Ogni mantra racchiude in sè sei concetti: il Rishi, ossia il veggente, l’antico maestro che ha percepito il mantra attraverso la meditazione profonda, che l’ha comunicato ai suoi discepoli e al quale prima di iniziarne la ripetizione si rende omaggio; il Raga, che è il suono o sequenza di suoni modulati nella recitazione (è importante non modificare la vibrazione del suono, parte integrante della formula); il Devata, la divinità che presiede il mantra; il Bija, seme, poichè si considera che il mantra abbia potere di autorigenerazione; c’è poi il Kilaka, il pilastro, che è l’invocazione della forza di volontà, ciò che serve per ripetere continuamente il Mantra senza perdere la concentrazione, e infine la Shakti, la consapevolezza o Madre Divina, che rappresenta l’energia dinamica che si manifesta nel Mantra stesso come forza generatrice.
I Mantra si dividono in due gruppi: quelli personali e quelli impersonali. I primi si riferiscono all’aspetto personale della divinità che si è manifestata sulla terra, mentre i Mantra impersonali si riferiscono all’aspetto trascendentale della divinità come Assoluto o Realtà Ultima. Questo aspetto è strettamente legato alla teoria vibratoria, secondo la quale l’intero mondo sarebbe costituito da vibrazioni. Tutto ciò che è nel mondo sarebbe in sostanza energia che vibra: le vibrazioni più basse vengono percepite dai sensi, ma via via che salgono di livello vengono percepite solo come emozioni o stati mentali. La vibrazione simbolo di questo aspetto impersonale della divinità è la sillaba OM (AUM) che viene recitata anche da sola e costituisce il primo e più importante dei Mantra, cioè il suono primordiale.

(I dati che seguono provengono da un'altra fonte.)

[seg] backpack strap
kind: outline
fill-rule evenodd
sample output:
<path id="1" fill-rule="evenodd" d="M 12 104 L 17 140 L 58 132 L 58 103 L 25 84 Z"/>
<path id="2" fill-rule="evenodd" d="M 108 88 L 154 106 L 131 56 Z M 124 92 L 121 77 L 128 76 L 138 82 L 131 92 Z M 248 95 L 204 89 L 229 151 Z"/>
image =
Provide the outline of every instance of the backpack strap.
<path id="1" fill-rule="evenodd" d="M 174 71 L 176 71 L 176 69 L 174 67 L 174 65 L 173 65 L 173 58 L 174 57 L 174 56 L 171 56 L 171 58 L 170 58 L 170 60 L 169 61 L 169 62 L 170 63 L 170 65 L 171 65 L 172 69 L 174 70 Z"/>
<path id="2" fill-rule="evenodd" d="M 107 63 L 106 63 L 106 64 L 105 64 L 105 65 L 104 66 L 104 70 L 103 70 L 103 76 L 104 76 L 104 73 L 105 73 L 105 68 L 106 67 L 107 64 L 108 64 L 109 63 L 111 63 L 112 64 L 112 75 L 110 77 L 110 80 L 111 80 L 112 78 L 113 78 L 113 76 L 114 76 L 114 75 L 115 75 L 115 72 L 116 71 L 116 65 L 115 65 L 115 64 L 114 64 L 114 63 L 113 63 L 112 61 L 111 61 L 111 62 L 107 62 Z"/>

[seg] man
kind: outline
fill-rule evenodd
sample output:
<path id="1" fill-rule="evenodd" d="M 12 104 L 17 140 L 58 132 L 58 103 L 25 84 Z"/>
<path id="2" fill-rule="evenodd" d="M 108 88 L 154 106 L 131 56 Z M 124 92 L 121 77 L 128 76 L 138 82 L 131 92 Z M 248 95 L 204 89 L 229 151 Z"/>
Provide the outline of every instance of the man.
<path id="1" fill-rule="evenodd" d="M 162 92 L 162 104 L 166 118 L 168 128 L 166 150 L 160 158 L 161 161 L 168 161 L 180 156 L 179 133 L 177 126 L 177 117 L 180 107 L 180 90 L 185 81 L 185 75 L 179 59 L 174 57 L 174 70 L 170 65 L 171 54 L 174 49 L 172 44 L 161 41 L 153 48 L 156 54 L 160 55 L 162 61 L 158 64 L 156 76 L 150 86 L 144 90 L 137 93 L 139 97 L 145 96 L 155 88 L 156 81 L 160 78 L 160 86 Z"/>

Un Mantra generalmente esordisce invocando il nome di una divinità: Om namah Shivaya (Aum, mi inchino a Te, oh Shiva), Om namo Narayanaya (mi inchino a Te, Narayana), Om Shri Ganeshaya Namah (Aum, mi sottometto al Signore Ganesh) etc. oppure per esempio come in quello antichissimo che accompagna il classico saluto al sole, Gayatri o Savitri Mantra, considerato coincidente con la divinità creatrice stessa, e che dopo l’Om prevede che la formula nota come Mahavyahrti, o Grande Enunciato – Bhur Bhuvah Svah – con la quale si invoca la dimensione terrena, quella intermedia e quella celeste, preceda il Mantra propriamente detto.
Il Mantra è dunque in sostanza una combinazione di sillabe sacre formulate secondo una metrica poetica ben definita e che attraverso il loro suono evocano un nucleo di energia considerata ultraterrena, la cui funzione è quella di attrarre le vibrazioni spirituali insite nel creato affinchè possano essere focalizzate e condivise dal fedele, ma che possono anche avere delle caratteristiche in comune con le formule magiche, ossia quelle di trasformare il desiderio e la volontà umana in azione. In India, in origine la parola scritta fu considerata nettamente inferiore, rispetto all’espressione orale e cantata e i Brahmani conservarono quindi le sacre rivelazioni vediche tramandandole solo ai loro discepoli attraverso formule mnemoniche molto efficaci. Tuttavia, con l’avvento delle scuole Indù di Yoga, Vedanta, Tantra e poi Bhakti, il mantra entrò a far parte delle pratiche religiose di tutti i fedeli, mentre il Buddhismo sviluppava un suo proprio sistema di conoscenza dei Mantra, che pur essendo molto simile a quello Induista, possiede caratteristiche proprie, regionali e di scuole di pensiero.
Fonte: Storia delle Religioni, ed. Laterza.